Reputation: 460
When I am starting to build a site that is going to require both HTML and PHP, should I be making a .html file with PHP in it (as in the file would be, say, index.html but within it there would be various tags)? Or, should I be making the files .php files and simply include HTML within it (as in the file would be, again say, index.php and it would start as PHP and I would simply intertwine HTML)?
TL;DR: Should I be weaving HTML into .php files or weaving PHP into .html files?
Upvotes: 8
Views: 2263
Reputation: 11576
If you like .html
extensions, you can use .phtml
files for templating your system, but only for the files that containing html code. And I prefer to use .php
files that containing only php code like classes etc (this is what Zend or similar libs do).
Upvotes: 0
Reputation: 103
It should be a PHP file with HTML "weaved" into it. By default if your server sees an HTML file it does not think it needs to process scripts on the page and will render it. If it sees a PHP extension, it knows it needs to run through the PHP Processor.
You can modify your htaccess to allow HTML to be rendered through the processor, but there really is no need for you to be modding that, especially if you are a beginner.
Upvotes: 5
Reputation: 4097
If you are new to PHP, I would recommend creating files with the .php extension, as the .php file can be executed by default. Depending on your server configuration, you may have to add some .htaccess directives to allow php code to run in an .html file.
Upvotes: 0
Reputation: 16359
You need to specify in your .htaccess file to be able to parse PHP inside of a .html file.

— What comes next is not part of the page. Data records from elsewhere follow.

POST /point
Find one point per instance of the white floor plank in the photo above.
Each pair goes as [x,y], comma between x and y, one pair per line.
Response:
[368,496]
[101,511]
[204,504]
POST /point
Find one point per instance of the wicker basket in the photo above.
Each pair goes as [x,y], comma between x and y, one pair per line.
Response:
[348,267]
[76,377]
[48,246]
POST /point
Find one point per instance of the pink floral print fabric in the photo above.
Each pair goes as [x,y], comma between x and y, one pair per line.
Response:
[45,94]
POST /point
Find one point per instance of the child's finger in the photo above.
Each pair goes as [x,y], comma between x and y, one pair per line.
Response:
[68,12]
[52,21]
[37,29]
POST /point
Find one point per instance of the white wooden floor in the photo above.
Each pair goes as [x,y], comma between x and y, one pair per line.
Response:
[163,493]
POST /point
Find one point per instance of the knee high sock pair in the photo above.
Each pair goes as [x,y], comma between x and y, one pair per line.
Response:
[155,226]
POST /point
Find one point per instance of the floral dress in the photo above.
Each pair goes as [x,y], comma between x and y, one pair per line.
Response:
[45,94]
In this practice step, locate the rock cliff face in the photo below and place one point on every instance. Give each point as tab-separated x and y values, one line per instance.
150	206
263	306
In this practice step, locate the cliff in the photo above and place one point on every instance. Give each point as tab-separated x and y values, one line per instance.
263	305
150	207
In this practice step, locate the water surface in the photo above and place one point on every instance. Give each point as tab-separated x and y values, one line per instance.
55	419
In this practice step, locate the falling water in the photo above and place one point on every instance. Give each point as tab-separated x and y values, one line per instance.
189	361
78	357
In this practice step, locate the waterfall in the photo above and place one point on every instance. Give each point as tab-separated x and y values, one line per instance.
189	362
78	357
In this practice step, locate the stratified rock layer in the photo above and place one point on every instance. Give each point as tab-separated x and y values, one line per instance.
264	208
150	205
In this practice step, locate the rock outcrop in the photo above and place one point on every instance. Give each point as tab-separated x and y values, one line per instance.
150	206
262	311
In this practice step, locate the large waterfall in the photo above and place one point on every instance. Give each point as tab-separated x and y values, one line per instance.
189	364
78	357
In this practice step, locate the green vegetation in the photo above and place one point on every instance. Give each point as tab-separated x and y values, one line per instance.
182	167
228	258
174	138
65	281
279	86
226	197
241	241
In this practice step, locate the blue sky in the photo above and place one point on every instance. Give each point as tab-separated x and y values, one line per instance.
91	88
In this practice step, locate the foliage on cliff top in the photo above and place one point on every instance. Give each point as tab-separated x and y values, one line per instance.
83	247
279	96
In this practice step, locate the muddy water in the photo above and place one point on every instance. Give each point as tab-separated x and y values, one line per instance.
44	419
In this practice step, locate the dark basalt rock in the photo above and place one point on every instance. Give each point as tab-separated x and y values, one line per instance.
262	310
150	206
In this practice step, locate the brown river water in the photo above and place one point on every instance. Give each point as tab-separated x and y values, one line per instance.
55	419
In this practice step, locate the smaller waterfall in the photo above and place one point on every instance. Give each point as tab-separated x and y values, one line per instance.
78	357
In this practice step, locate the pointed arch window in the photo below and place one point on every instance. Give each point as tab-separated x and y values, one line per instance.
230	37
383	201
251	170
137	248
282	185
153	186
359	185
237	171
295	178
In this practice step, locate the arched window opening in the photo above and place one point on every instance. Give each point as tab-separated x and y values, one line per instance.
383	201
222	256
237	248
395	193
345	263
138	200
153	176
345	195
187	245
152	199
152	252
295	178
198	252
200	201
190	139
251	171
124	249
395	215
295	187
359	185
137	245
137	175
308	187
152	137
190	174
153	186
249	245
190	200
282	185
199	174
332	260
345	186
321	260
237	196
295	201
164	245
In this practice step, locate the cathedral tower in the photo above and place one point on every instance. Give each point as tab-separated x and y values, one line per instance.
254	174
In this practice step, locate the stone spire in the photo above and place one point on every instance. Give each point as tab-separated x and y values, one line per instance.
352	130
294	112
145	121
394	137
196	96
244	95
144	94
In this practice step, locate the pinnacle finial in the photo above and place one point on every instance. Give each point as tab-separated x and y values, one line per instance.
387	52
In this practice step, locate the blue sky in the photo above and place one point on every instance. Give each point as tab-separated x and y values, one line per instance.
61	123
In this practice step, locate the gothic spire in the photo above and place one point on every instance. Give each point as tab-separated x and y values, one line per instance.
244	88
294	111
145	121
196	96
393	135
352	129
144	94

The easier way to go is just to make everything .php.
Inevitably, when you get more comfortable with PHP, you'll learn that you'll always have a little PHP in the file (like a require or something), so best to plan for that.
Upvotes: 0
Reputation: 5084
You should "weave" html into php files That way you know for sure your code will work on any server, and not just on servers that renders html files as php.